3 Determining Your High Availability Requirements

This chapter includes the following topics:

Why It Is Important to Determine High Availability Requirements
Analysis Framework for Determining High Availability Requirements
High Availability Architecture Requirements

3.1 Why It Is Important to Determine High Availability Requirements

Since high availability is a critical issue for any modern day enterprise, an enterprise that is designing and implementing a high availability strategy must perform a thorough analysis and have a complete understanding of the business drivers that require high availability. Implementing high availability may involve critical tasks such as:

Retiring legacy systems
Investment in more sophisticated and robust systems and facilities
Redesign of the overall IT architecture to adapt to this high availability model
Redesign of business processes
Hiring and training of personnel

Higher degrees of availability reduce downtime significantly.
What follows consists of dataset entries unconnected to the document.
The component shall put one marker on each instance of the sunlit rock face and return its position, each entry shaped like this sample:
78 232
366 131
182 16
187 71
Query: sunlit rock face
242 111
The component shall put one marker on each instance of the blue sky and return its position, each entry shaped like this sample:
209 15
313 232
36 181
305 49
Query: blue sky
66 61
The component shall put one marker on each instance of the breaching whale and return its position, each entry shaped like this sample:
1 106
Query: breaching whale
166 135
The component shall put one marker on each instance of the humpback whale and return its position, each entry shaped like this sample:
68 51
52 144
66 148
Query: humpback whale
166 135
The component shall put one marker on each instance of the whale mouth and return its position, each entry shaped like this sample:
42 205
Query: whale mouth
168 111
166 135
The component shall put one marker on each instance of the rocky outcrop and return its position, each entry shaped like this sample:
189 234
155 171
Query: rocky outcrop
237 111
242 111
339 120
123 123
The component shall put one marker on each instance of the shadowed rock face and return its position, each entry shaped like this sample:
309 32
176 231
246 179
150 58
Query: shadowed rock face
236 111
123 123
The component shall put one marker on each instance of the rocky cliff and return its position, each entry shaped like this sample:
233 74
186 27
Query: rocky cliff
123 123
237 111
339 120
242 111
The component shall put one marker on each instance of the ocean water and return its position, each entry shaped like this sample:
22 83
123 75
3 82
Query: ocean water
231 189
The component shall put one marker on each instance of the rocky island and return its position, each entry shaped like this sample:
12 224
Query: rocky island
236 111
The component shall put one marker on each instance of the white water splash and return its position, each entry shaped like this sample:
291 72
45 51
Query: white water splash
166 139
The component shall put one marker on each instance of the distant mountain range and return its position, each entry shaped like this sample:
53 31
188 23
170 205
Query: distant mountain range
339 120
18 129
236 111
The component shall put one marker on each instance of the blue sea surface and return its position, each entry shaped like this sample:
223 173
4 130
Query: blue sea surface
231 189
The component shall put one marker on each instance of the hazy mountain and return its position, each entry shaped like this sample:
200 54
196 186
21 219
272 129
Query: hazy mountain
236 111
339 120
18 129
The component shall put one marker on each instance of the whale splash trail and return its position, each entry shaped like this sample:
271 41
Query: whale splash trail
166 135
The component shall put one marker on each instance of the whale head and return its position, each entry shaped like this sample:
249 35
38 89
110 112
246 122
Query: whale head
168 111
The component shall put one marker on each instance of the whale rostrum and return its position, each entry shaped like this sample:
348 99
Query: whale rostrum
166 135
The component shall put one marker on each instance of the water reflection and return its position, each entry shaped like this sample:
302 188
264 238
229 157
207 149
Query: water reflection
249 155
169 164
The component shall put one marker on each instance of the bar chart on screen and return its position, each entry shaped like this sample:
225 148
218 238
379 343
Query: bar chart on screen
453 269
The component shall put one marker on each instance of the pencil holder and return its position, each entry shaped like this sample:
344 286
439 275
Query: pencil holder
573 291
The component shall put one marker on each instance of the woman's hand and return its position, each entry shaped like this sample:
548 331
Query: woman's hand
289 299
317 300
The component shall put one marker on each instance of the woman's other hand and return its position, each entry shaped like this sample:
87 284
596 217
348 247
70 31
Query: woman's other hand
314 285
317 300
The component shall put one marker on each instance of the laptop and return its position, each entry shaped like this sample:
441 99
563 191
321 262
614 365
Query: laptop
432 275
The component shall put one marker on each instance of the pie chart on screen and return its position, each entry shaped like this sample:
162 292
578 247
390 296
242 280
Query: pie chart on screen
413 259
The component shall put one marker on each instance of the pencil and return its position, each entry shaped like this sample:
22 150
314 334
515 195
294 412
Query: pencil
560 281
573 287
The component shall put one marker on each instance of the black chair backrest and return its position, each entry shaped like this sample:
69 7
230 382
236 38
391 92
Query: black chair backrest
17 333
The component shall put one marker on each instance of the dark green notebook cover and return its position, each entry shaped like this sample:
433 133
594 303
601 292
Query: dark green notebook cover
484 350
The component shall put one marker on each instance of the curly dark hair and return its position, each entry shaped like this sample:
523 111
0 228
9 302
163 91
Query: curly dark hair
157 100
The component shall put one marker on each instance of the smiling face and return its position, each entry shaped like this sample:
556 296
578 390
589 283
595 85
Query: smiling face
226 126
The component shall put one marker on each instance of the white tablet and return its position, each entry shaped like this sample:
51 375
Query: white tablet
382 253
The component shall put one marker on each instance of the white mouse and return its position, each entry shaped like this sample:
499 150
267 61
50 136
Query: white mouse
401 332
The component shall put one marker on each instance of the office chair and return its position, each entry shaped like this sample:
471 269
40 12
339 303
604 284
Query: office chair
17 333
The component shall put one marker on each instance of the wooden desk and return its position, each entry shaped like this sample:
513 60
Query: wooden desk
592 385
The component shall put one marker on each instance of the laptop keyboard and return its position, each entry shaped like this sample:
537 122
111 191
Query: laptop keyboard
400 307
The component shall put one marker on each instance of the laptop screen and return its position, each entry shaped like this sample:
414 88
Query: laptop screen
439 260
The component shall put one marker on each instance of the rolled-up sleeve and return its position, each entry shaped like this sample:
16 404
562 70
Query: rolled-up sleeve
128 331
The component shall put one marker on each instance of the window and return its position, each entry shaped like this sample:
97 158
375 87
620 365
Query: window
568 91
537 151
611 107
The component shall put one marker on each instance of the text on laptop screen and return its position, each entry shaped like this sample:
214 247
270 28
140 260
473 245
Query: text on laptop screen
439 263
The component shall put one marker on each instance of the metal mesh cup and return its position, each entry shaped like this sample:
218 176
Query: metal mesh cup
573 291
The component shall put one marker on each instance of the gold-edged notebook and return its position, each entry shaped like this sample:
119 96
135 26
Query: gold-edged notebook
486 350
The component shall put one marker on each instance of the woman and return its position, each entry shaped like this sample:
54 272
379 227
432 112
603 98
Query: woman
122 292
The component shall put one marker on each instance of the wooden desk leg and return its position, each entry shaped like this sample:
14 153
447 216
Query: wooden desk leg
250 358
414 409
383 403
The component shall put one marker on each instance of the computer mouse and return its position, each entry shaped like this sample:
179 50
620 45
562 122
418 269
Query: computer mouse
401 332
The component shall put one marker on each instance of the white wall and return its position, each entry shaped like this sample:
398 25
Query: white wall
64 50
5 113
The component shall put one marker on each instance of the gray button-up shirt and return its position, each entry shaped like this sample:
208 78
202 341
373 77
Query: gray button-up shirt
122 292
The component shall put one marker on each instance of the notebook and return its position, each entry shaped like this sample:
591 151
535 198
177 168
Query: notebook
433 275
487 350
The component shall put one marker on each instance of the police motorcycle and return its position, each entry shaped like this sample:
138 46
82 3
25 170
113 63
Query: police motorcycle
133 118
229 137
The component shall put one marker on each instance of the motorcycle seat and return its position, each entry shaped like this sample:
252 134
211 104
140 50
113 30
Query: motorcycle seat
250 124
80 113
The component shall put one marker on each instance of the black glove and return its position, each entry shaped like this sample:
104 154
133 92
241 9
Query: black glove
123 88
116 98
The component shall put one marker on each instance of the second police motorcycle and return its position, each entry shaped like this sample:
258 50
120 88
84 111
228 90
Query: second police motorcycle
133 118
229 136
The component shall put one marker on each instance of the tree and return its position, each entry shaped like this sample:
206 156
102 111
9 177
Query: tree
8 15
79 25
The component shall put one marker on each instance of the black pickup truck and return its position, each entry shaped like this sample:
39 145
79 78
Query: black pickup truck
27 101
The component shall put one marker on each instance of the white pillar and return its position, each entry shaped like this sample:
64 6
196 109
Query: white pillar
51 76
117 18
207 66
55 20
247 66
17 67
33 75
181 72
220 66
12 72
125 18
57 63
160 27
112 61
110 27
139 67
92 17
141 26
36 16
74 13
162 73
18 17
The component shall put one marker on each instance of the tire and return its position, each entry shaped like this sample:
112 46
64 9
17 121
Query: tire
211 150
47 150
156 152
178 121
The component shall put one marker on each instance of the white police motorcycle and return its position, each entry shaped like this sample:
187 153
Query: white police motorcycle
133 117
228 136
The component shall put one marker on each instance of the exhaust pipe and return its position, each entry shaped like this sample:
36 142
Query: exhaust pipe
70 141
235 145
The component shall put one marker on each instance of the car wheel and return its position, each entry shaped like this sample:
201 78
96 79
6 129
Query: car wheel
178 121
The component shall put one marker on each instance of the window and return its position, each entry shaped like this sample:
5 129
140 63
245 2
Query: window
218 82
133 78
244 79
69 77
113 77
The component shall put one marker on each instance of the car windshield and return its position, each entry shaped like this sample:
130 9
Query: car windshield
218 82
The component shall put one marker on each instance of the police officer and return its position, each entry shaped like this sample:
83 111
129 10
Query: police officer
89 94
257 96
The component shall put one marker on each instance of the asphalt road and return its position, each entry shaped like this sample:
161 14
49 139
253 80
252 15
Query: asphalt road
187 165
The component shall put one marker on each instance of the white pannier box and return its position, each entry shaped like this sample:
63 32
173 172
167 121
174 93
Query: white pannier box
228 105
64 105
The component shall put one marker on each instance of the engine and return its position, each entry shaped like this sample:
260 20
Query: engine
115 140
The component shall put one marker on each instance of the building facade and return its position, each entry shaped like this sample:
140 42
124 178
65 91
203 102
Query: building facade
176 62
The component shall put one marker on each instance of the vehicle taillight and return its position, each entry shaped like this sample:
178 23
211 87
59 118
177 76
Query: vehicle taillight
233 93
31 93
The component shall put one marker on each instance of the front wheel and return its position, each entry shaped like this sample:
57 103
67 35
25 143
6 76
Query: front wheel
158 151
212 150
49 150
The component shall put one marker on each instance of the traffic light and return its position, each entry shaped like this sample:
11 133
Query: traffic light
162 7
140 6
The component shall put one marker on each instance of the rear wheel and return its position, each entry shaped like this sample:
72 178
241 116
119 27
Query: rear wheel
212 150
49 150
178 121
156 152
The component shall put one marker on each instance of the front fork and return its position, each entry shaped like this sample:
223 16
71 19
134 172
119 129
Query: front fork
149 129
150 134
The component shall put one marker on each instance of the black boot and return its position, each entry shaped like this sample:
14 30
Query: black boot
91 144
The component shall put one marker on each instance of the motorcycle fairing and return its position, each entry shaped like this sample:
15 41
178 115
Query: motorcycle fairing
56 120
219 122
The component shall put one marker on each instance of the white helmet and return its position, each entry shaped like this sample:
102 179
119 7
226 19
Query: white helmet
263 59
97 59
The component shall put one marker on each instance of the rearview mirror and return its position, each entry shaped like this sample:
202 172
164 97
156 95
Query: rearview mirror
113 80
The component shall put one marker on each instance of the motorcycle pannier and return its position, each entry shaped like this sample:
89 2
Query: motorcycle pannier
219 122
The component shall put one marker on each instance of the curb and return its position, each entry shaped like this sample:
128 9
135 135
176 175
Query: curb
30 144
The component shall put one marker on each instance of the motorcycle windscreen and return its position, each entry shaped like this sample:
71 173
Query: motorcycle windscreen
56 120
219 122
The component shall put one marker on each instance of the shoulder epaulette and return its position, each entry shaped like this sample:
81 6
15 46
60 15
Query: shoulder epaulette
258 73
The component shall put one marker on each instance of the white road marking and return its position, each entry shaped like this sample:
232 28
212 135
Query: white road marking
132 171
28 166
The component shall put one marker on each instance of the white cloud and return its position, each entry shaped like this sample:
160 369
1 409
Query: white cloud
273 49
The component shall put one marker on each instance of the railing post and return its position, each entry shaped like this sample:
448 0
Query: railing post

An analysis of the business requirements for high availability and an understanding of the accompanying costs enables an optimal solution that both meets business managers' needs for a highly available system and be within the financial and resource limitations of the business. This chapter provides a simple framework that can be used effectively to evaluate the high availability requirements of a business.

3.2 Analysis Framework for Determining High Availability Requirements

The elements of this analysis framework are:

Business Impact Analysis
Cost of Downtime
Recovery Time Objective
Recovery Point Objective

3.2.1 Business Impact Analysis

A rigorous business impact analysis identifies the critical business processes within an organization, calculates the quantifiable loss risk for unplanned and planned IT outages affecting each of these business processes, and outlines the impacts of these outages. It takes into consideration essential business functions, people and system resources, government regulations, and internal and external business dependencies. This analysis is done using objective and subjective data gathered from interviews with knowledgeable and experienced personnel, reviewing business practice histories, financial reports, IT systems logs, and so on.

The business impact analysis categorizes the business processes based on the severity of the impact of IT-related outages. For example, consider a semiconductor manufacturer, with chip design centers located worldwide. An internal corporate system providing access to human resources, business expenses and internal procurement is not likely to be considered as mission-critical as the internal e-mail system. Any downtime of the e-mail system is likely to severely affect the collaboration and communication capabilities among the global R&D centers, causing unexpected delays in chip manufacturing, which in turn will have a material financial impact on the company.

In a similar fashion, an internal knowledge management system is likely to be considered mission-critical for a management consulting firm because the business of a client-focused company is based on internal research accessibility for its consultants and knowledge workers. The cost of downtime of such a system is extremely high for this business. This leads us to the next element in the high availability requirements framework: cost of downtime.

3.2.2 Cost of Downtime

A well-implemented business impact analysis provides insights into the costs that result from unplanned and planned downtimes of the IT systems supporting the various business processes. Understanding this cost is essential because this has a direct influence on the high availability technology chosen to minimize the downtime risk.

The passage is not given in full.